Father shakes his head. He’s building up steam. When he speaks, his voice is low and dangerous.
“You think I’m not capable of paying for the doctor?”
“No, sir. I mean, yes, sir! I mean …” Nothing is coming out right. “I want to help,” I say.
He’s quiet for a long moment. He won’t look me in the eye. Then he says, “I appreciate that.”
He goes out to give Ulysses his feed. Quickly, I pour the milk in my pail into the collecting barrel and follow him outside with a lantern. He’s inside the paddock scratching Ulysses’s ears while the mule eats from the bag of oats he’s holding up for him. Mae noses up to them, wanting her share. He pats her neck, but pushes her away. I know this much about how my Father thinks: rewards must be earned.
“Why don’t you like Mr. Osterman?” I ask.
“Who says I don’t like him?”
“Father, why don’t you?”
There’s a long pause. I’m taking a chance pressing the point, but I know that for some reason he is distrustful of Mr. Osterman. Maybe it’s the dim evening light that lets him admit that I’m right.

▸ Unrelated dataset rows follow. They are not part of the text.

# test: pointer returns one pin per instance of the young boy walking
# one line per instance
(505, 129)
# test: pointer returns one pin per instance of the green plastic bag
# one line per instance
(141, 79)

“I heard a story about him,” he says. “Seems he spent a goodly amount of time drinking at the Roadhouse when he was younger, before he acquired respectability. One night, he and a mate by the name of John Quin drank corn whiskey ’til they passed out, so Doc Barrow put the two of them in a room to sleep it off. Only problem was, come the morning, Quin wakes up dead.”
He gets a wry smile, but I don’t see what’s funny.
“What killed him?” I ask.
“That’s the question, isn’t it? Some people say it was the whiskey. But it’s curious how people seem to wind up dead around Bill Osterman.”
“He’s nice to me,” I tell him. “Everybody looks up to him.”
“You watch yourself around him. That’s all I have to say.”
Ulysses has finished his oats. Father takes the feed bag into the shed, and I go into the house. Mam is in the rocking chair by the stove with Teddy in her arms. He’s sleeping again.
“I told him,” I say. “About Mr. Osterman.”
“What did he say?”
“To be careful.”
“Aye,” she says, pulling the blanket up around the baby’s head. “That’s always good advice.”